Here's a non-negotiable fact: We humans need rest from everything we do, including work. And while I strongly believe in taking short breaks  during the workday, I'm not talking about that. I'm talking about actually using your paid time offGasp!

Of the employees in the U.S. who receive this benefit as part of their compensation package, over half don't take full advantage of it, often leaving unused PTO on the table at the end of the year.

Because even though we know vacations are good for us, we're often full of excuses as to why we rarely (or never) take one.

Well, good news: I'm here to put an end to the following excuses today.

1. You Feel Guilty Leaving

Let me tell you something about vacation guilt. Most of the time, it's a wasted emotion. We're meant to feel it when we actually do something wrong, like side-sweeping someone's car and not telling them. (Yes, that's wrong.)

Instead, we feel this way whenever we think about leaving the office.

Here's the thing: There's absolutely nothing wrong with using those days. They're yours. You have a right to them. In fact, by not using them, the average person donates $561 to their employer each year. That's your money!



And that's why feeling badly about taking them is like feeling badly about eating the fries that come with the burger you ordered. Eat those dang fries.

2. You're Saving Them "Just in Case"

I used to hoard my PTO just in case I needed it all near the end of the year. After all, you never know when someone will invite you on an all expenses paid trip, you know?

I'll let you in on a secret, though. I ended up never using them. Each time I moved onto my next job, I left almost all of them behind. Sure, I got paid out once. But the other times? They were just gone.

It makes sense to save them when you know of events you'll need to use them for--holidays, weddings, binge watching the new season of Queer Eye. But if you have some left over, what are you saving those for?

So, get out your calendar and start scheduling out any unused (and unspoken for) days. Make a plan for them. And sure, if you want to save a few for peace of mind, I'll allow it.

3. There's Too Much Work

The truth: Either you have poor time management skills, or there's an unreasonable amount of work on your plate.

Take a hard, objective look at yourself. Could it possibly the former? If yes, it's time to get your act together and figure out how to be more productive. Not just for the sake of your vacation days, but also so you can be a badass employee.



If it's the latter reason, though, then you need to have a conversation with your manager. Everyone in your company should be able to take time off without everything falling to pieces. If your team can't do this, something's wrong.

(And if you need help having that conversation, this article's a good place to start.)

4. Vacation's Too Expensive

I know--from transportation, to lodging, to meals, traveling can be expensive. But no one ever said you had to go away. You don't have to buy flights, pay for a hotel, and spend $25 on every meal. There are ways to make vacation cheaper, like going to places where you can stay with friends or taking shorter day trips.

There's also this lovely little thing called a staycation where you can sit on your front porch with a book all day. Or spend a ridiculous--but necessary--amount of time at Target.
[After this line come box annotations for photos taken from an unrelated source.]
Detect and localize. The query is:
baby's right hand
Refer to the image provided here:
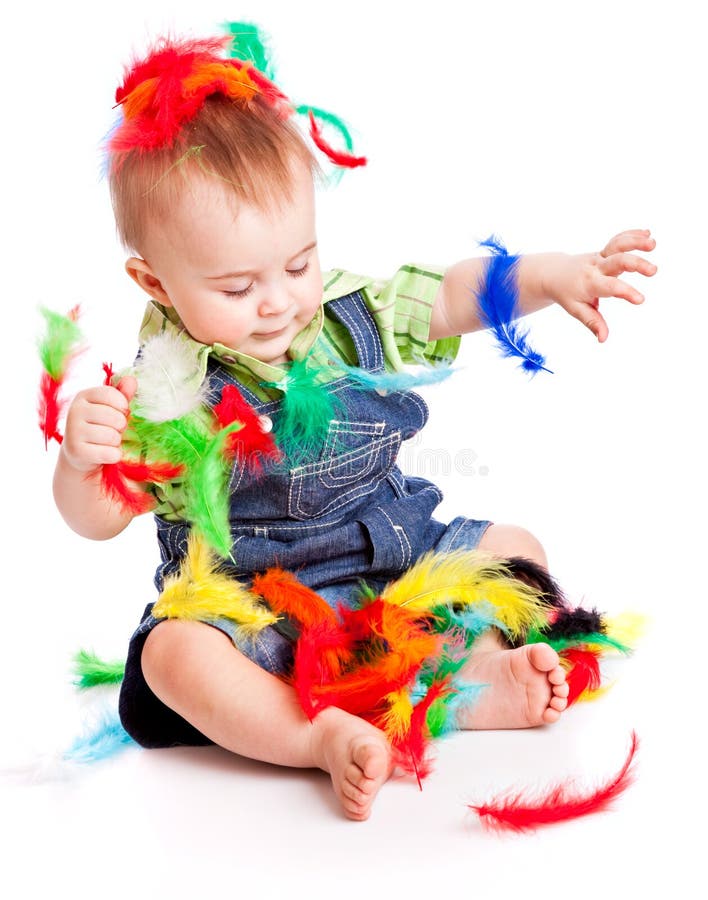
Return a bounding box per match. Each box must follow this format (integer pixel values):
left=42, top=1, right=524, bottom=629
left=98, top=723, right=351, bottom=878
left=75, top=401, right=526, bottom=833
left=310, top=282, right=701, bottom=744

Or stay in your pajamas with your eyes glued to the TV (hint: This is where that Queer Eye marathon comes in).
 



There's no rule that says your days off must be spent at an all-inclusive Caribbean resort. A break from work is a break from work, no matter where it is or what you're doing.

And yes--you should be mindful about when you're asking for time off. Requesting to be our for a week starting tomorrow isn't very considerate, nor is taking time off smack dab in the middle of your department's busy time. But that doesn't mean you shouldn't take it at all.

So, go on. Figure out whatever it is you need to do to banish these excuses from your life and use those days. I feel fairly confident in saying that you won't regret it. (But if you do, it isn't my fault).